Taxes Matter II: Lower Taxes on Capital Investment

In today’s Wall Street Journal, Thomas F. Cooley and Lee E. Ohanian make the case for lowering federal taxes on capital investment.  Here’s their bottom line:

Taxing capital income at a permanent average rate of 20% instead of the current average of 37% would yield substantial benefits. After several years of higher investment, we estimate that output would increase by about 8%, that employment would increase by about 3%, and that wages would increase by about 5%. Moreover, most of these increases would be realized within the first 10 years following such a reform.

Our estimate of the benefits of lower capital taxes is conservative, as we consider only the impact of lower capital taxes on the accumulation of physical capital. It is likely that lower taxes would also stimulate increases in research and development and other inventive activities, increase entrepreneurship, increase the accumulation of human capital, lead to more immigration of high-skilled workers, and encourage foreign firms to locate in the United States.
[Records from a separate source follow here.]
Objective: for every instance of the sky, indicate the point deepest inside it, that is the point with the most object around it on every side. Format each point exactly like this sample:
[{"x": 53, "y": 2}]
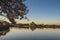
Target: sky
[{"x": 43, "y": 11}]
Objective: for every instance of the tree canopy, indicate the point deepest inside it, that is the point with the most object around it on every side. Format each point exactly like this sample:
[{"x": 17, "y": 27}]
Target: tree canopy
[{"x": 14, "y": 9}]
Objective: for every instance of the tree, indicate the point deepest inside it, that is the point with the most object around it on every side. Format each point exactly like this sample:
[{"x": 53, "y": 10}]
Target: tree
[{"x": 14, "y": 9}]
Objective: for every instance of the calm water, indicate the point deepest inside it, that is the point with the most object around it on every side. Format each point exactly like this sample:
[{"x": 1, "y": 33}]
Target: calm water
[{"x": 28, "y": 34}]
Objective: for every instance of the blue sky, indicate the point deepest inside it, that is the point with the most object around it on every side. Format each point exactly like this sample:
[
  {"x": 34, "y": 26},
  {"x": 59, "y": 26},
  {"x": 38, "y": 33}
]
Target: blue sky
[{"x": 44, "y": 10}]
Additionally, beyond the tax rate itself there are other ways to make the tax code more capital-friendly.  Following on the provisions in the Bush tax cuts such as Section 179 Expensing and Bonus Depreciation, I would expand those to all businesses in the individual and corporate income tax code–in other words, enact Immediate Expensing (pdf).

In particular, immediate expensing would give a shot-in-the-arm to America’s entrepreneurs.  Since most small businesses never survive beyond 5 years, what use is it to them to have to depreciate capital purchases over 10 or 20 years.  All it becomes is a short-term windfall to government coffers . . . a better policy is to help these small businesses become large businesses which would fill both private sector and government coffers.